Neden finansta yeni bir çağ diyorum?  Çünkü 30 yıl süren dez-enflasyon dönemi bitti.  Artık Gelişmiş Ülkelerde tam istihdamla uyumlu manşet enflasyonun %3-3.5 arasında seyrettiği bir dünyaya adım attık. Birçoklarının aksine ben son 2 yıldır yaşadığımız enflasyon furyasının geçici olduğuna kesinlikle inanmıyorum. Dez-enflasyonun yapısal nedenleri geride kaldı çünkü.

Neydi bunlar?

  • SSCB’nin dağılması ve Çin’in Dünya Ticaret Örgütü’ne katılması ile global işgücü patlama yaptı ve birim işçilik ücreti düştü.
  • Globalleşme, her türlü üretimin dünyanın en ucuz noktasına kaymasını sağladı.
  • Sermayenin serbest dolaştığı, emeğin ise siyasi sınırlar içinde hapsolduğu bir ortam da birim işçilik ücretlerinin sürekli gerilemesi için ek bir fırsat yarattı. Karlılığı artan sermaye yatırm mallarını da daha ucuza üretti.
  • Bu dönemde teknolojik evrim hızlandı ve büyük ölçüde hizmet sektörünü etkiledi (Sosyal medyayı düşünün), hizmet fiyatları yeterince artmadı, çünkü göya “bedava” Facebook kullanımı gibi teknolojilere kaydı talep.

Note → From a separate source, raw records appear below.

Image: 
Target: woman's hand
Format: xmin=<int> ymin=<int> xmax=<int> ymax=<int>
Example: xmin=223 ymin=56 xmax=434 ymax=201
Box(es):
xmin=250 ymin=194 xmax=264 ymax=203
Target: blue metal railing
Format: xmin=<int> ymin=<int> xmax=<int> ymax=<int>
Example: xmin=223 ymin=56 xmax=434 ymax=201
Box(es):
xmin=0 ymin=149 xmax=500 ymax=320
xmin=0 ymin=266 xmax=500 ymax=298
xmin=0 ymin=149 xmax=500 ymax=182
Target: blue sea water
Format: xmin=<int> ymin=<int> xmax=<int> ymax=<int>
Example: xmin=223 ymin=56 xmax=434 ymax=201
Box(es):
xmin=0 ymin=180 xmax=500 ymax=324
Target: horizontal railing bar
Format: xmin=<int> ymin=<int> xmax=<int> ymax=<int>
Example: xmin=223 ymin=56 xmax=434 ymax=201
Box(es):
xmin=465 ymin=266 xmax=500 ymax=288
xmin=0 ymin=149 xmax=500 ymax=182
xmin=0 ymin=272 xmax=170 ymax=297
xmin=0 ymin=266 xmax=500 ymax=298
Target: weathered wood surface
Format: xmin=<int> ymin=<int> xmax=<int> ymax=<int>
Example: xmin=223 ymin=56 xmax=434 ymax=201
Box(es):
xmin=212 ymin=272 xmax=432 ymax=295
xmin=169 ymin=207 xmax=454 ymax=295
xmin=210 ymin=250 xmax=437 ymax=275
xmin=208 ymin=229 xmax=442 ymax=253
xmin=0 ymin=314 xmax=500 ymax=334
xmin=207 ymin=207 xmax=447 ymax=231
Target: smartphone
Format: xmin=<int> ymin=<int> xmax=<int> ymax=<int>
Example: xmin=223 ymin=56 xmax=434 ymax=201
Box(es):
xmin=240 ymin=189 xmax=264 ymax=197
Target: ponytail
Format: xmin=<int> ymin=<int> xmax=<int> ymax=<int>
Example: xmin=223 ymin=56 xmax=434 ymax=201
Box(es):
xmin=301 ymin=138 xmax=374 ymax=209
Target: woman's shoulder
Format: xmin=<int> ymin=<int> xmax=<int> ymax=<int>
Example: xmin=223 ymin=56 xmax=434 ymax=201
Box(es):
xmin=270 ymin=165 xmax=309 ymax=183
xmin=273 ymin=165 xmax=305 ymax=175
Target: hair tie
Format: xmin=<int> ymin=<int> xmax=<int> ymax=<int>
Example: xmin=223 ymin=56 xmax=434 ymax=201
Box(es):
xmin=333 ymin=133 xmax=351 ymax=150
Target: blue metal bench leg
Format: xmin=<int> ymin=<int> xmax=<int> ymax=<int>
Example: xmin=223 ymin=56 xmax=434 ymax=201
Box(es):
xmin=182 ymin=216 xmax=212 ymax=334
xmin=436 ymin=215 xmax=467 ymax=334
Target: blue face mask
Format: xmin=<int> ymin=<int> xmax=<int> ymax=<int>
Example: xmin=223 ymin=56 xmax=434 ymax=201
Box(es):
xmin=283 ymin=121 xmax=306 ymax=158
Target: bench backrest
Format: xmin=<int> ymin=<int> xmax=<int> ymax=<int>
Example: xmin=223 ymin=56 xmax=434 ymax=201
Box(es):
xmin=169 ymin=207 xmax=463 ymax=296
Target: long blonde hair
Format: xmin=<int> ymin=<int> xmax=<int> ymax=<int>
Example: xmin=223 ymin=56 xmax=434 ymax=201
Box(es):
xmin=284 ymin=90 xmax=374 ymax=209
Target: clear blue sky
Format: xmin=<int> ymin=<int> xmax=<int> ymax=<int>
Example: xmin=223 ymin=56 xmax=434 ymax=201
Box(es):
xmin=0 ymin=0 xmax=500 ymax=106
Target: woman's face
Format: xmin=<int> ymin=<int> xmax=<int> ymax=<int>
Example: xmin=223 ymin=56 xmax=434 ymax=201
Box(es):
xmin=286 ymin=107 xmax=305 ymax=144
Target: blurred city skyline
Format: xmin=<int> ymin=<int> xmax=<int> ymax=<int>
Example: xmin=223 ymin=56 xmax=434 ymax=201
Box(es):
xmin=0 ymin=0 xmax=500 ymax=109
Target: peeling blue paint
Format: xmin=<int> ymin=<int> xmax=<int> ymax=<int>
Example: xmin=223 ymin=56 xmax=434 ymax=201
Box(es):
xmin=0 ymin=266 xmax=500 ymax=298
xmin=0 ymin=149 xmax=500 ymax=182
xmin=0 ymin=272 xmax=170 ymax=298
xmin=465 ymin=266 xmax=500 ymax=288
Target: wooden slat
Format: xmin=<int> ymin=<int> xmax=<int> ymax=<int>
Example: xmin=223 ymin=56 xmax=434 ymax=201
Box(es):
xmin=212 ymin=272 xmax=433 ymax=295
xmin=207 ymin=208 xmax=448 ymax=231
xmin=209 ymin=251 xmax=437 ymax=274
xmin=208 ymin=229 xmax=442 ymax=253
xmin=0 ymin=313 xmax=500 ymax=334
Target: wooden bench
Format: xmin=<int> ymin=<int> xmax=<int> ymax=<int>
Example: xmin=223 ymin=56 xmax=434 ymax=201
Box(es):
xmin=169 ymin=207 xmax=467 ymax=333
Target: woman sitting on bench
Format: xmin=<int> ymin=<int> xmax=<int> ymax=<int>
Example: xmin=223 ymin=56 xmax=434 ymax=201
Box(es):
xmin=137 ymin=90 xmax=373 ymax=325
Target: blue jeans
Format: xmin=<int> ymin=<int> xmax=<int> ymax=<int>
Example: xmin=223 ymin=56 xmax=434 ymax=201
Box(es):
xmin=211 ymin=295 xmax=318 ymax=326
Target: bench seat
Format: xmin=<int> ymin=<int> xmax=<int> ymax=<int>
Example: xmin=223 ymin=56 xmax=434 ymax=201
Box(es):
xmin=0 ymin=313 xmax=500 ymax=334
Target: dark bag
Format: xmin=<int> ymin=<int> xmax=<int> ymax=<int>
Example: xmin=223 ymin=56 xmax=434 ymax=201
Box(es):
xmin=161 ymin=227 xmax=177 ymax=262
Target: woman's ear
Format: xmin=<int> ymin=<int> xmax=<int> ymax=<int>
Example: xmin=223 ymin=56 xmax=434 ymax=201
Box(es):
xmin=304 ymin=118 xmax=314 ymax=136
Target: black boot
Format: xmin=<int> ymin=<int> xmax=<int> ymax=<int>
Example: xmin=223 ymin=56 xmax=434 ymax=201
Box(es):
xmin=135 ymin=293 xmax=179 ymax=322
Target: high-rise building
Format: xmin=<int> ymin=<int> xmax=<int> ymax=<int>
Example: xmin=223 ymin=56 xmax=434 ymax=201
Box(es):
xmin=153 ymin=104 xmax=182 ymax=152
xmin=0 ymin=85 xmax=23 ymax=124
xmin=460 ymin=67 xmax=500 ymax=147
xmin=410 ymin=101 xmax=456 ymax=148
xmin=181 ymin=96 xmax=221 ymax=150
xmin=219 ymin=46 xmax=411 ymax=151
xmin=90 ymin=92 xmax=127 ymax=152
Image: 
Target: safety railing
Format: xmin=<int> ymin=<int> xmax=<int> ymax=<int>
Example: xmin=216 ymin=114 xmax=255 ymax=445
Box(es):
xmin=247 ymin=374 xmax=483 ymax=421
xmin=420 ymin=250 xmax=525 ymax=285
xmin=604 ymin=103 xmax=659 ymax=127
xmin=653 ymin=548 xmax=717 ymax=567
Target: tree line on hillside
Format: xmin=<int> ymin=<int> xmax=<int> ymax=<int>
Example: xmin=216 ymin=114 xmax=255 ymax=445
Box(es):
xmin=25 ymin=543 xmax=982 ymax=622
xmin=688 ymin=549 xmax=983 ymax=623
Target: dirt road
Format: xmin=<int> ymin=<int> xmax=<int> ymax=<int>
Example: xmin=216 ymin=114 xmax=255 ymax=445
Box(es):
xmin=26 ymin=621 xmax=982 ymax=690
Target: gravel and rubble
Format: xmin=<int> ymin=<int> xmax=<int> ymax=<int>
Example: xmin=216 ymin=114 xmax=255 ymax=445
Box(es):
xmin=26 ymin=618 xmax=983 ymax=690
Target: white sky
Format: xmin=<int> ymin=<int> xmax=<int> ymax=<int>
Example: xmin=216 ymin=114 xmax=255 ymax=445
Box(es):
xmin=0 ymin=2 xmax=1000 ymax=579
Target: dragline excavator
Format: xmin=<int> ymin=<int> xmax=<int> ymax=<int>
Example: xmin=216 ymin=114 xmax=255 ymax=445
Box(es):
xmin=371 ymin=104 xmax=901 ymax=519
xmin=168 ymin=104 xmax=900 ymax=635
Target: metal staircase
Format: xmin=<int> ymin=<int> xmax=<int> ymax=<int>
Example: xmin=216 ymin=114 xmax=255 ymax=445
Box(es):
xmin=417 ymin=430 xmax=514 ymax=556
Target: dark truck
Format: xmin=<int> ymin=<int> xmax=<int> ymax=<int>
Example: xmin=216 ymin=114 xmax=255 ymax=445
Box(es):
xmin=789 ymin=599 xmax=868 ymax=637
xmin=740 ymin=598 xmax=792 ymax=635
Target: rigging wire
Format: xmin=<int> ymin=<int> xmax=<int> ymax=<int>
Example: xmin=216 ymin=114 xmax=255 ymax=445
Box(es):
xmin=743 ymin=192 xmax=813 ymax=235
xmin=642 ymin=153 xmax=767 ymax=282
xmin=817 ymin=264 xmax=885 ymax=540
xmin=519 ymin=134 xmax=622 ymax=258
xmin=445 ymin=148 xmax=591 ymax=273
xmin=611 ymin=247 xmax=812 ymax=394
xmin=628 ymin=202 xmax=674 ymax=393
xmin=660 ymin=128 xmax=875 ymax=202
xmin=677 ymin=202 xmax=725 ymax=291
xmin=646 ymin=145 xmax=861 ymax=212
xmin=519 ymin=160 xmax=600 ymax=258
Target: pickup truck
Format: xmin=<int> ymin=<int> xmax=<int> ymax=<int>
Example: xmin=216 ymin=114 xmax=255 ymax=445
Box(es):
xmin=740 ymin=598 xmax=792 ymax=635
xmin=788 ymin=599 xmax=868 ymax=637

Gelelim günümüze ve oturduğumuz yerden geleceğe göz atalım:

  • Globalleşme yerini Büyük Güçler arasında hükümranlık yarışına bıraktı. Artık üretim en ucuz mahalde değil, müttefik ülkeler arasında paylaşılıyor. Bu kendi içinde enflasyonist bir süreç. Ek olarak tedarik zincirlerinin yeniden teşkili fevkalade sermaye yoğun ve zaman alan bir süreç. Kapitalist yeni tedarik zincirine para yatırdığı zaman, doğal olarak bunun karşılığını almak için fiyat artırıyor.
  • Yeni teknolojiler hiç bir zaman toplam girdi verimliliği üzerinde ölçülebilir olumlu etki yaratmadı.
  • Fiyat düzeyinin sürekli yükselmesi için çok basit ve adeta yerçekimi kadar kaçınılmaz İKİ neden var: İlki, fosil yakıt fiyatları sürekli artmazsa, yeşile dönüşüm gerçekleşmez, bireyler ve şirketler gönüllü olarak karbon ayak izinde tasarrufa gitmez.
  • Küresel ısınma sürekli olarak gıda arzını tehdit ediyor. Artık yeni tarım alanları açmak da cazip  değil, gıda fiyatları seküler artış trendine girdi.
  • Global işgücü yaşlanırken, aynı zamanda ortalama verimliliği de düşüyor. Çünkü, talebin yoğunlaştığı Yapay Zeka gibi işkollarında istihdam edilecek yeterince becerili eleman yok.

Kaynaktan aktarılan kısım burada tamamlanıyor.